Imposter syndrome happens because your skills, talent and ideas feel “normal” to you. Your creative decisions just seem like something you do rather than something unique or notable. Much of your talent comes from now-innate things that seem obvious to you, so you assume these things are obvious to others as well. The choices you make feel like natural choices, so you assume they’d be just as natural for someone else.
Even if you spent years working hard to build them, your abilities inevitably become part of your everyday, normal existence. They don’t seem like anything special in that context, but to outsiders they are very special. To some third parties, they are downright goddamn magical.
To the outside world you are impressive. You are clever and creative. You are doing something original, something cool, something they’d never think of. You make choices that wouldn’t have even occurred to them, you do things in a way they can’t even comprehend being able to do. And most importantly, other people also feel like they don’t know what they’re doing. They just try to hide it as much as you do. We’re all fake frauds pretending we feel like we belong.

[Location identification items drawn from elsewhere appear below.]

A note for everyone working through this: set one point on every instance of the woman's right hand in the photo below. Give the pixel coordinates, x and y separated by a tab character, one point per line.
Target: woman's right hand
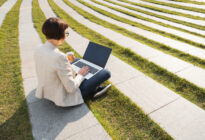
84	70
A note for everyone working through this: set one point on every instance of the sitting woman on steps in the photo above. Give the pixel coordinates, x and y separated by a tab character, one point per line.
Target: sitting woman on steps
56	79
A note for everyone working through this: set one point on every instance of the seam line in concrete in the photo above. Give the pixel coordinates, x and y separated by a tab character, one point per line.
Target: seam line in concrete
163	106
80	131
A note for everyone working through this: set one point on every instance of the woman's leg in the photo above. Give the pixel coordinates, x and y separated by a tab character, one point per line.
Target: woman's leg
75	60
88	87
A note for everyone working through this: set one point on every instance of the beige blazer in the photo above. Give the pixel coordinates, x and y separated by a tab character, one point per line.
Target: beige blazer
55	79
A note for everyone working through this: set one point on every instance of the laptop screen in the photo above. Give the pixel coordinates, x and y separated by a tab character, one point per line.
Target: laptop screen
97	54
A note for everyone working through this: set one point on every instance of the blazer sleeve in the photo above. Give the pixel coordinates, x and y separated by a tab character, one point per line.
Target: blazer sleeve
64	72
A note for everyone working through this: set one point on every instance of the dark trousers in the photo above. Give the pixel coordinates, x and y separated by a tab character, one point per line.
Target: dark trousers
89	86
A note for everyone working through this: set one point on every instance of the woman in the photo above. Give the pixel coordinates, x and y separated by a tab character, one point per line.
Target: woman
56	80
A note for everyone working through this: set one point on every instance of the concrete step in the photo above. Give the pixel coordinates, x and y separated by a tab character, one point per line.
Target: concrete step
5	8
172	9
192	50
198	22
184	4
149	24
168	62
151	96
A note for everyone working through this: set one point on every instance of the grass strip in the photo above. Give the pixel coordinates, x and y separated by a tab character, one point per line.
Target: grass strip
158	16
199	10
161	16
190	1
127	120
14	117
2	2
164	10
171	81
184	56
133	23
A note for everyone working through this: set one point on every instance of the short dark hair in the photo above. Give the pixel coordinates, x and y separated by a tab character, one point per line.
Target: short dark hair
54	28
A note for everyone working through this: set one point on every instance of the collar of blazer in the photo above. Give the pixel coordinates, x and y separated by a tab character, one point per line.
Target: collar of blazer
50	45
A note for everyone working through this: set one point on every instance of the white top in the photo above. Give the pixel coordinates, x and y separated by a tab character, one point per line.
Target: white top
55	79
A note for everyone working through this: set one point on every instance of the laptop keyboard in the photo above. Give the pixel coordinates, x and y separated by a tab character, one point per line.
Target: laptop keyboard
91	69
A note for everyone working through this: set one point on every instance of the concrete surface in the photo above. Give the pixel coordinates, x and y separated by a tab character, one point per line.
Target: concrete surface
5	8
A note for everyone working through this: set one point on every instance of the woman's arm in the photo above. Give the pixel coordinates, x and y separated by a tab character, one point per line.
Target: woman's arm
64	72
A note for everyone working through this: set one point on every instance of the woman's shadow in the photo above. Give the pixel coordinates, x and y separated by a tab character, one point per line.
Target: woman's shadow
52	122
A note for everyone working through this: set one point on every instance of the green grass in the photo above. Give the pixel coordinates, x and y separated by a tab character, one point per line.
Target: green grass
125	20
14	118
165	10
178	85
120	117
184	56
189	1
158	16
2	2
199	10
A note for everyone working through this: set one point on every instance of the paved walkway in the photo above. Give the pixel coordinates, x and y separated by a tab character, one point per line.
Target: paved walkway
184	47
155	99
168	62
157	19
153	25
5	8
198	22
49	121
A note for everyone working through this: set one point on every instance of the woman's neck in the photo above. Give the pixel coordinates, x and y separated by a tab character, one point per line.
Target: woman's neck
54	42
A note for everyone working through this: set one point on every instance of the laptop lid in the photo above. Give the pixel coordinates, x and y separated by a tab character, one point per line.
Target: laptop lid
97	54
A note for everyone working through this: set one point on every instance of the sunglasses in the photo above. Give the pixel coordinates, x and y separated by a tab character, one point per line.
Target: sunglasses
67	33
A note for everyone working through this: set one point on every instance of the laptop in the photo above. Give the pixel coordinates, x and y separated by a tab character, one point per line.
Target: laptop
95	57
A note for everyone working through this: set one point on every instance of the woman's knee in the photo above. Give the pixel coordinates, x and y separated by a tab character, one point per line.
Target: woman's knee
107	73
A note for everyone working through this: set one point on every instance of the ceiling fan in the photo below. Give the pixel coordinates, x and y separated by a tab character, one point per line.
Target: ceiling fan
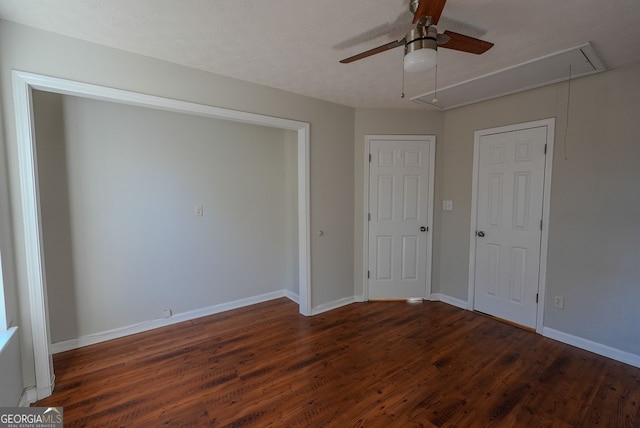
422	41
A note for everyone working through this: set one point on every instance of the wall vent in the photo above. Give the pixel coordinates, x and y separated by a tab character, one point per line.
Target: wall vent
539	72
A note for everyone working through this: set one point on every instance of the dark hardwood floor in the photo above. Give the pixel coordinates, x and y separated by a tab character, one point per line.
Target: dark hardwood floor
380	364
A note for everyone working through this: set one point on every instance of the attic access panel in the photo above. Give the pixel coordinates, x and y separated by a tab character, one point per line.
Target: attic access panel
539	72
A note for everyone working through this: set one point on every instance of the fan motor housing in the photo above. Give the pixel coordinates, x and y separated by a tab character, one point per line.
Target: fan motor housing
421	38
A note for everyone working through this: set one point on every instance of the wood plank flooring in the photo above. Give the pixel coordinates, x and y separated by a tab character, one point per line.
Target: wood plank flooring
378	364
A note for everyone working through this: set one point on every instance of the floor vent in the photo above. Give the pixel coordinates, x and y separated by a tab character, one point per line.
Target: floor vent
539	72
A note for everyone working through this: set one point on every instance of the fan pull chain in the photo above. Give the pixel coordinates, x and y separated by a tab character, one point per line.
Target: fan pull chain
566	129
435	87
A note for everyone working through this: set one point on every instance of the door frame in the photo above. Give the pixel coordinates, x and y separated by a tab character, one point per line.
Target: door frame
23	85
546	208
431	140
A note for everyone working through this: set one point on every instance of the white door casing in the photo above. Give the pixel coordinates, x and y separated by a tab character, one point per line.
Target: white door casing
23	84
399	216
510	211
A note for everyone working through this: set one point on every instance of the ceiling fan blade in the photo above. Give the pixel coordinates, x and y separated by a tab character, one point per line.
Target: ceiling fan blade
432	8
460	42
374	51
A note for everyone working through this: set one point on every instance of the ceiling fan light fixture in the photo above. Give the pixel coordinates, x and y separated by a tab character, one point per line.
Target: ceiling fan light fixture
421	60
421	49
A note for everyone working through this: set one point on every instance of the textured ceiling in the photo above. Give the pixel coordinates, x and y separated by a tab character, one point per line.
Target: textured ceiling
295	45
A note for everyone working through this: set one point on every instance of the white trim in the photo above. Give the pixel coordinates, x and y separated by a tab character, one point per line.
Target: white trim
295	298
439	297
23	84
431	140
329	306
28	397
116	333
546	206
595	347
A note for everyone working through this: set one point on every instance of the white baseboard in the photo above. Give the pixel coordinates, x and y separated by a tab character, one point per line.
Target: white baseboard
67	345
28	397
332	305
439	297
595	347
292	296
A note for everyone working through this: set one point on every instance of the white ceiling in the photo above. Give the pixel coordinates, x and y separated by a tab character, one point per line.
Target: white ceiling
295	45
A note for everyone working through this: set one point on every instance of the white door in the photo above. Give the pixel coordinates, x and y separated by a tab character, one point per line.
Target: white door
510	189
399	217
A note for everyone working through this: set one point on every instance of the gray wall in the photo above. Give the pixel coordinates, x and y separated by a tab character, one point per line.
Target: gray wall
331	151
594	230
594	241
118	187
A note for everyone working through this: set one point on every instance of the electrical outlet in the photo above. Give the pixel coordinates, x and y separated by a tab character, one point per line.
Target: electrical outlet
558	302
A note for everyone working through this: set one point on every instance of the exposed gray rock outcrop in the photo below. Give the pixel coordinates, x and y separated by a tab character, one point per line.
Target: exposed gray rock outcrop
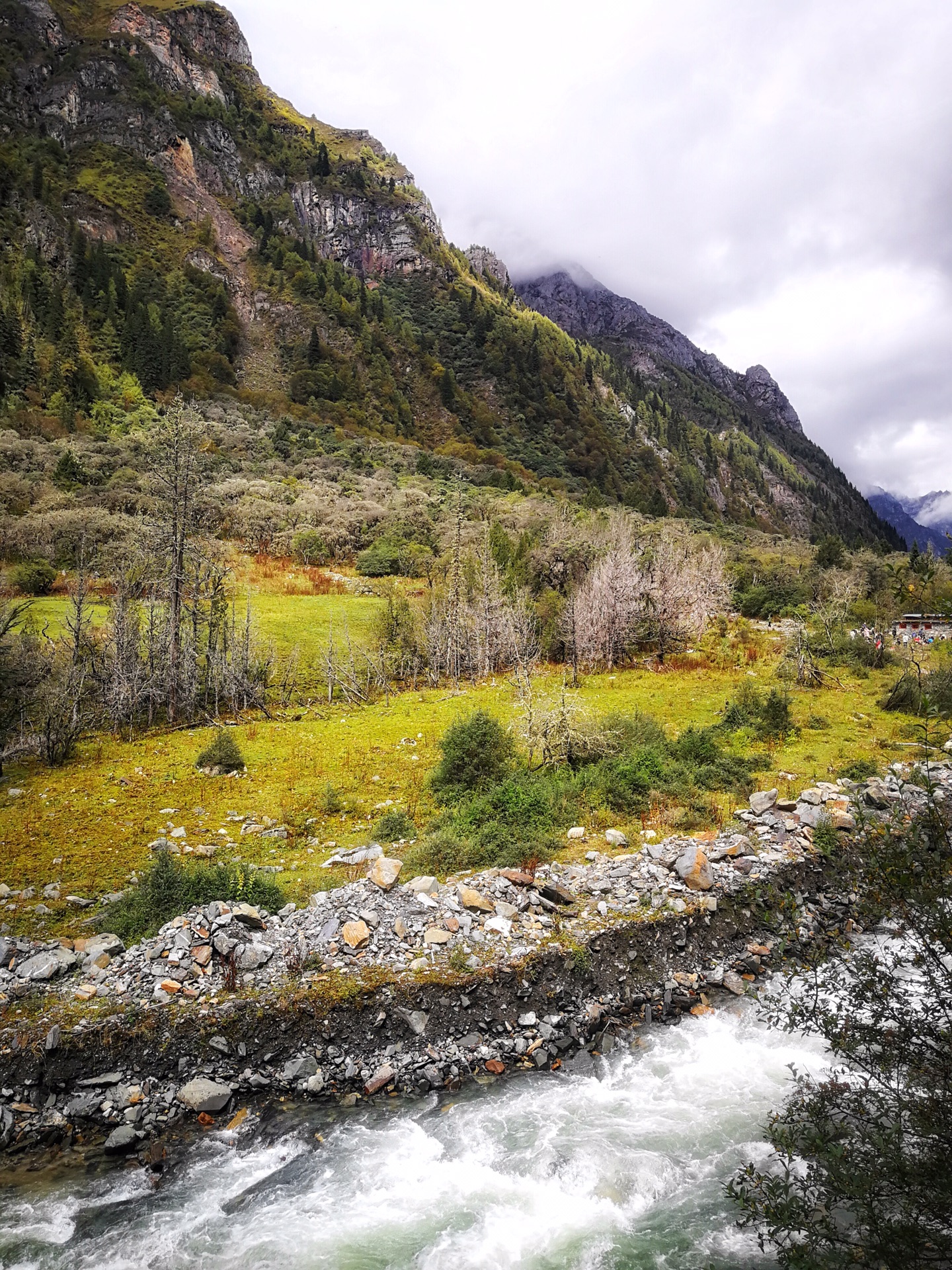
589	310
484	261
367	237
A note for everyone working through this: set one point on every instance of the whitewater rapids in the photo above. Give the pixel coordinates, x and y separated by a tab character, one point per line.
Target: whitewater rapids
543	1173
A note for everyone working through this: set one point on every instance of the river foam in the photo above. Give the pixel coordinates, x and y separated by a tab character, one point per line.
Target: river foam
545	1173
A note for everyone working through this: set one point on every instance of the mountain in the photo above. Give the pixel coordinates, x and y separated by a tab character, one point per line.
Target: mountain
933	509
589	310
900	513
171	224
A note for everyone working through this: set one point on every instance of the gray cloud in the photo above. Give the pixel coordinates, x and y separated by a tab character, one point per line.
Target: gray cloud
774	179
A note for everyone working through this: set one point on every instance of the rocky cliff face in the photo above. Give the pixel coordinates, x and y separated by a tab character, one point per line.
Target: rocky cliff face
270	253
484	261
590	312
371	239
200	48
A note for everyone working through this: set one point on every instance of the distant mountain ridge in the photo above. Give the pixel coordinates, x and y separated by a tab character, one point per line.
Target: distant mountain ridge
900	513
171	224
589	310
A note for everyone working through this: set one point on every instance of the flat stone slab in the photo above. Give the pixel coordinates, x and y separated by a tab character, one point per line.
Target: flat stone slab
204	1095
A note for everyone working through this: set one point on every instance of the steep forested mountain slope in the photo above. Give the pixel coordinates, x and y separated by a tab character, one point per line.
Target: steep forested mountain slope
169	224
900	515
699	386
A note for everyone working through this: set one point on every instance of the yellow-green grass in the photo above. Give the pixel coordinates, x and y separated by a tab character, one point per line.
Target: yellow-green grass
99	812
302	622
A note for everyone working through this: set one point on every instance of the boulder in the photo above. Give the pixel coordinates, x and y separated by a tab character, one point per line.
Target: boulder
383	873
875	795
811	813
556	894
380	1080
841	820
415	1020
202	1095
354	857
354	934
121	1140
248	916
111	945
46	966
470	898
423	886
694	869
254	955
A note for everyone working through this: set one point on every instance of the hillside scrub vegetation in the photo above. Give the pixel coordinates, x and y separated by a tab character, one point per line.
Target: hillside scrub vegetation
502	808
169	888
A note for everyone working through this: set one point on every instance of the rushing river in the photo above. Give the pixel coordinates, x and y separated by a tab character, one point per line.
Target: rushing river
546	1171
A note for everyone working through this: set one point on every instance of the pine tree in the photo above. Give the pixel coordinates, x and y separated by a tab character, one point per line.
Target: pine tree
314	347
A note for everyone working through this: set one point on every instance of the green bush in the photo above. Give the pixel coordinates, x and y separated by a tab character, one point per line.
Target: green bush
825	837
912	693
309	548
393	826
33	577
770	716
381	560
477	752
172	888
222	752
858	770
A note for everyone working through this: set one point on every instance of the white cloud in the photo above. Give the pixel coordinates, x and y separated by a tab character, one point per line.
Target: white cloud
775	177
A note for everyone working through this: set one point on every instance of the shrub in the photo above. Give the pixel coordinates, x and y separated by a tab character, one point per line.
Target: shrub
222	752
33	577
172	888
825	837
913	693
380	560
770	716
310	548
393	826
477	752
829	553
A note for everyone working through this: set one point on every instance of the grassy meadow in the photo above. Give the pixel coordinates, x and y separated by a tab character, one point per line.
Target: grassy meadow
89	822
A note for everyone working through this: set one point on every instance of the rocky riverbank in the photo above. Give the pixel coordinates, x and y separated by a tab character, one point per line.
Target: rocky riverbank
385	987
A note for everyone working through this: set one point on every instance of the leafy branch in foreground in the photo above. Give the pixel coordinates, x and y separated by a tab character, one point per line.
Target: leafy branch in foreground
861	1171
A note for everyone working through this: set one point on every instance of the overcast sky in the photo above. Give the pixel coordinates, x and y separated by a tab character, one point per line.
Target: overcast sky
774	178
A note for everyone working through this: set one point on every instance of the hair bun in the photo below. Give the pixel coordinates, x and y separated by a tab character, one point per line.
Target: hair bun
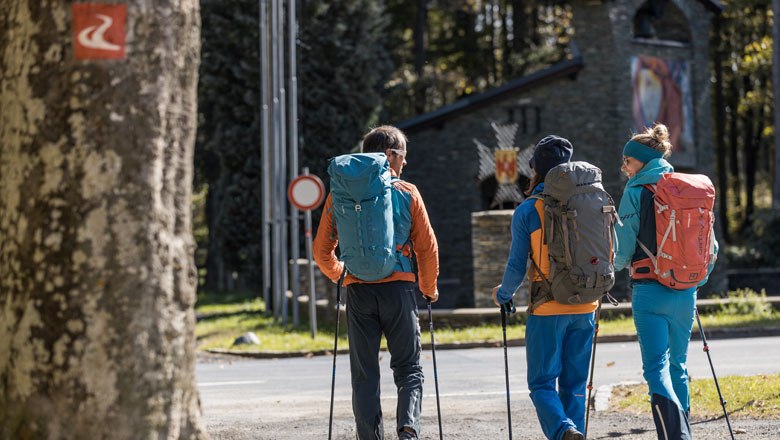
661	133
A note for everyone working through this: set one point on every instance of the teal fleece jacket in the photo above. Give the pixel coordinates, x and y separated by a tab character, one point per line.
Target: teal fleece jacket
628	211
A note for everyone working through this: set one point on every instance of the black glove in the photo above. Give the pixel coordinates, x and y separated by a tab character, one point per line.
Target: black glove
508	307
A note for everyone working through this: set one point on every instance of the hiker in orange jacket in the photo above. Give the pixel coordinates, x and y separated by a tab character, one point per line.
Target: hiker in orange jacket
389	305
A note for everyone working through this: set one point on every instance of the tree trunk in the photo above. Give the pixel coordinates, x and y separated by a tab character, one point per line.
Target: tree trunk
506	47
419	56
720	122
749	157
97	276
736	185
519	29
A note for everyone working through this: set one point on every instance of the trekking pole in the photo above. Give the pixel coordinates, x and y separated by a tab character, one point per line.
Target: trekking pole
435	373
507	307
706	349
335	351
592	364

Just like the heroes you admire for doing cool shit that you never would have thought of, people admire you for the same reason. Stop assuming that just because something comes naturally to you (even if it took years of hard work to make it feel natural), that means it is equally second nature to everyone else.
It’s not.
You’re cool as hell.
You’re interesting and unique.
Nobody is quite like you and that makes you exciting.
Imposter syndrome is a giant pile of crap that comes from small picture, self-centered thinking. It comes from living in your head, like many creative people do. It comes from something that you think must be real but isn’t. It comes from you thinking creatively about everything except yourself.
Break out of it. Expand your perspective. Stop focusing so hard on yourself and focus outward on what you’re creating. You’re not a fraud. You’re an artist. Now go make something great.